Er war noch nicht einmal 20, da bestritt Colin Gerber 2017/18 seine ersten Spiele im SCBFanionteam. Seither ist der grossgewachsene Verteidiger fester Bestandteil der ersten Mannschaft und aus dieser nicht mehr wegzudenken.
Eishockey wurde Colin Gerber in die Wiege gelegt. Vater Roland war jahrelang Goalie in der Nationalliga A, unter anderem beim SCB und beim SC Langnau, so dass es nichts als logisch war, dass auch Sohn Colin von diesem Virus erfasst wurde. Doch warum eigentlich wurde der Sohn Verteidiger und stand nicht wie sein Vater im Tor? «Das ist eine schwierig zu beantwortende Frage. Es kann sein, dass damals einfach keine Mietausrüstung für Torhüter zu Verfügung stand.
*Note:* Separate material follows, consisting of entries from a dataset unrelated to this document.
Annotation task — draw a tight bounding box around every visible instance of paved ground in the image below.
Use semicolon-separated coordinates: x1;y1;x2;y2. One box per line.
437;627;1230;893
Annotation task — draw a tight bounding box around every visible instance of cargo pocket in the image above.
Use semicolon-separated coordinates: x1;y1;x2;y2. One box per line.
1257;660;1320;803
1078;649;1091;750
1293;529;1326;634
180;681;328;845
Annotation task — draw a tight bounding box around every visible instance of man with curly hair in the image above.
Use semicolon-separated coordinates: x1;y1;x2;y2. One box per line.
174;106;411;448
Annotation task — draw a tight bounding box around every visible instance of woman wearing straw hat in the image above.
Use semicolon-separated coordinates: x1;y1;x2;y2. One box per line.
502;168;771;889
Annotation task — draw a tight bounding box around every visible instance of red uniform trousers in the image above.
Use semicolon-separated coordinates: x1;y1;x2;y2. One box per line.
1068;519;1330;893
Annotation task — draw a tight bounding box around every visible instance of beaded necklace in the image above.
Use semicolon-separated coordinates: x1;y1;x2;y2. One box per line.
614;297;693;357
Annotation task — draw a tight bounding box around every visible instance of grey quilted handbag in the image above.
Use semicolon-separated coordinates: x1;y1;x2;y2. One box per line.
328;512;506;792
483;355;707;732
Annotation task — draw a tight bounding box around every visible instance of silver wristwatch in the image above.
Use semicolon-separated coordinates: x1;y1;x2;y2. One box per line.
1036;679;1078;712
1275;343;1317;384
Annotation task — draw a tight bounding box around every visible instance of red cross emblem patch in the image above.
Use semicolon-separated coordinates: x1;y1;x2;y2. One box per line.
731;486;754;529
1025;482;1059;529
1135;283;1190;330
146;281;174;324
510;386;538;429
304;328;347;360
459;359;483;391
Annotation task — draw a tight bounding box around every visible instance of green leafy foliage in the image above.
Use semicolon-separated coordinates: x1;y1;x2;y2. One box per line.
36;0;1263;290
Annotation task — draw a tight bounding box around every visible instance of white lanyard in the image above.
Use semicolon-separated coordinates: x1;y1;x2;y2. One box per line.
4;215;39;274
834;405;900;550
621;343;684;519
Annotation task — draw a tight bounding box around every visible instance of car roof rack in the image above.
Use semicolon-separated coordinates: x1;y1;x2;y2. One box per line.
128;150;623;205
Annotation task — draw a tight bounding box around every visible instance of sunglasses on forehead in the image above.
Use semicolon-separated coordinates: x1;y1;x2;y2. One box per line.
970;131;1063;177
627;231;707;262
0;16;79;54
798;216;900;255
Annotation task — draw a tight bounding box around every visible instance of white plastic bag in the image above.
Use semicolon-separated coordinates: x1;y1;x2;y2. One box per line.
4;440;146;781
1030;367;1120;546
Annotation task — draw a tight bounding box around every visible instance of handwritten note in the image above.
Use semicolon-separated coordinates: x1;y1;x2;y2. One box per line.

Schliesslich hat es sich einfach so ergeben und mein Vater hat mich auch nie in irgendeine Richtung gepusht.» Dass das Eishockey-Virus in der Familie Gerber aber schon kursierte, beweist Schwester Anissa, die während vier Jahren als Marketing-Managerin beim SCB tätig war und jüngst auch während eines Studienaufenthalts an der School of Economics at the University of Turku für den finnischen Spitzenklub TPS Turku Aufgaben im Marketing übernahm.
Corona verdrängen
Die letzten beiden Jahre waren für Colin Gerber nicht nur wegen des enttäuschenden Abschneidens mit dem SCB in der National League, sondern auch wegen Corona beschwerlich, weil das Virus auch ihn erwischte. «Man denkt hin und wieder zurück. Es war wirklich mühsam. Das alles komplett aus dem Hinterkopf zu verdrängen, gelingt mir noch immer nicht», blickt Colin Gerber auf diese schwierigen Zeiten zurück. Ganz einfach ist für ihn und den SCB auch die Gegenwart nicht. «Wir erlebten eine recht positive Vorbereitungsphase, doch Anfang Saison bekundeten wir grosse Mühe und taten uns schwer. Dann ging ein Ruck durch die Mannschaft, wurde sich jeder bewusst, dass es so nicht weitergehen kann. Jetzt gilt es nach der Nationalmannschaftspause dort weiterzufahren, wo wir aufgehört haben. Aus den letzten fünf Spielen können wir viel Positives mitnehmen und einen weiteren Schritt nach vorne machen.» Colin Gerber, der seinen Teamkollegen, Oldie Beat Gerber, und Roman Josi als seine Vorbilder bezeichnet und Roger Federer bewundert, ist alles andere als ein Träumer, sondern vielmehr ein bodenständiger Realist. Ob er dereinst die Firma seines Vaters, des SCB-Ausrüsters und Vertreibers von Eishockey- und Unihockeyartikeln Interhockey übernehmen wird, steht genauso in den Sternen wie die langfristige Zukunft als Eishockeyaner. «Klar, dass jeder junge Eishockeyspieler von der NHL träumt, doch für mich liegt das in weiter Ferne», sagt Colin Gerber, obwohl er mit 191 Zentimetern und 94 Kilo geradezu Gardemasse für diese Liga aufweist. «Für mich gilt es, Schritt für Schritt zu machen, beim SCB und in der Liga besser zu werden. Denn um den Traum NHL zu verwirklichen, braucht es sehr viel, auch ein wenig Glück.»
Lizenz zum Helikopter-Fliegen
Zehn bis 15 Jahre gedenkt Colin Gerber noch aktiv Eishockey zu spielen. Was danach passiert, ist völlig offen. Doch dem Zufall überlässt der intelligente junge Mann auch neben dem Eis nichts. Genau so geradlinig und präzis, wie seine Pässe an die Mitspieler erfolgen, plant er seine berufliche Zukunft. «Ich habe – natürlich nur in kleinen Teilpensen – in einem Treuhandbüro gearbeitet, dann für einen Hersteller von Campern beim Ausbau handwerklich mithelfen dürfen und mache mich nun daran, die Lizenz als Privat-Helikopterpilot zu erlangen. Es reizt mich, neben dem Eishockey Dinge zu lernen, die mir vielleicht in meinem späteren Leben nach der Karriere helfen können.» Hohe Sprünge und ein Annähern an die Sterne sind geplant. Auf dem Eis mit dem SCB und in der Luft mit dem Helikopter. Da bleibt nur, dem SCB-Verteidiger-Haudegen «Gut Flug» zu wünschen. Auf eine Wiederaufnahme der Meisterschaft mit dem SCB, dessen Formkurve mindestens so steil nach oben zeigt, wie der Start mit dem Helikopter erfolgt.